Sabe aquele momento em que você sente a areia quente sob os pés, mas sabe que está tudo bem, porque está indo em direção ao mar? É aquela sensação angustiante que praticamente qualquer pessoa que more em um país tropical já experimentou: a cada passo o calor aumenta, assim como a sensação de que as solas podem queimar a qualquer momento. E a tudo isso se soma aquela dúvida cruel: volto para a segurança do guarda-sol ou continuo, corajosa e resolutamente, até o grandioso triunfo das primeiras ondas dando as boas-vindas àquele outro universo, tão refrescante e prazeroso, cheio de vida marinha, sal e profundezas abissais? Lembro-me de que, quando criança, eu acabava optando pela segunda alternativa e seguia em frente, pois tinha a sensação de que aquela era basicamente uma angústia com prazo de validade, e isso tornava o percurso por aquele “deserto do Saara” um pouco menos sofrido. Quando sabemos que o fim do martírio nos espera logo ali, tudo fica mais fácil – é como correr exaustivamente por um longo trecho, mas com a linha de chegada à vista.
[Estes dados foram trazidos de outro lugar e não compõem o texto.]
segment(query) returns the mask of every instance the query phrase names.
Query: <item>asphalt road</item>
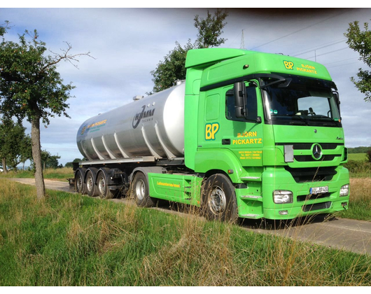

Confesso que agora, já adulta, quase não sinto mais esse tipo de angústia com prazo de validade. Ultimamente, parece-me que só às crianças é permitida tal graça. Desagrados como o calor, o cansaço, o tédio… Enfim, todos esses aporrinhamentos são coisas que vêm e vão. De alguma forma muito intuitiva, a criança sabe que em algum momento as coisas mudarão e o alívio virá – às vezes à custa de uma birra ou de um esperneio, mas virá.
À vida adulta, meus amigos, restam as angústias sem garantia de fim. O trânsito parou? Nem o GPS poderá dizer com exatidão quando e se aquele martírio em quatro rodas vai melhorar. O filho pegou uma virose? A conta bancária entrou no vermelho? A internet caiu? Pois bem, o jeito é esperar e torcer para que as coisas melhorem o mais rápido possível. “Aceita, que dói menos”, é o que mais se diz e se ouve por aí.
Isso tudo me veio à mente porque dia desses ouvi, num desses momentos de conversa jogada fora na fila do caixa, uma mulher de seus quarenta e poucos anos declamando aquilo que mais tarde eu viria a conhecer como a “Oração da serenidade”: “Senhor, dai-me café para mudar as coisas que posso mudar e vinho para aceitar as que não posso”. Ela dizia aquilo rindo muito de si mesma, enquanto esperava a caixa finalizar os cálculos no computador e fazer a cobrança (aparentemente, o valor da compra era alto e o dinheiro, curto). E então foi que uma senhorinha muito simpática, que estava próxima e que ouvira a conversa, subitamente completou a frase: “e sabedoria para diferenciar uma da outra”.
Quem diria, leitores. A sabedoria pode mesmo surgir em momentos inesperados, como na fila do caixa de uma loja abarrotada de gente. Sim, qualquer um sabe que de nada serve o desespero diante de coisas que não podem ser controladas, e que é importante agir diante daquilo que pode e deve ser mudado. Mas saber a diferença entre uma coisa e outra é o que pode determinar se chegaremos ou não às primeiras ondas da praia e à tão desejada serenidade.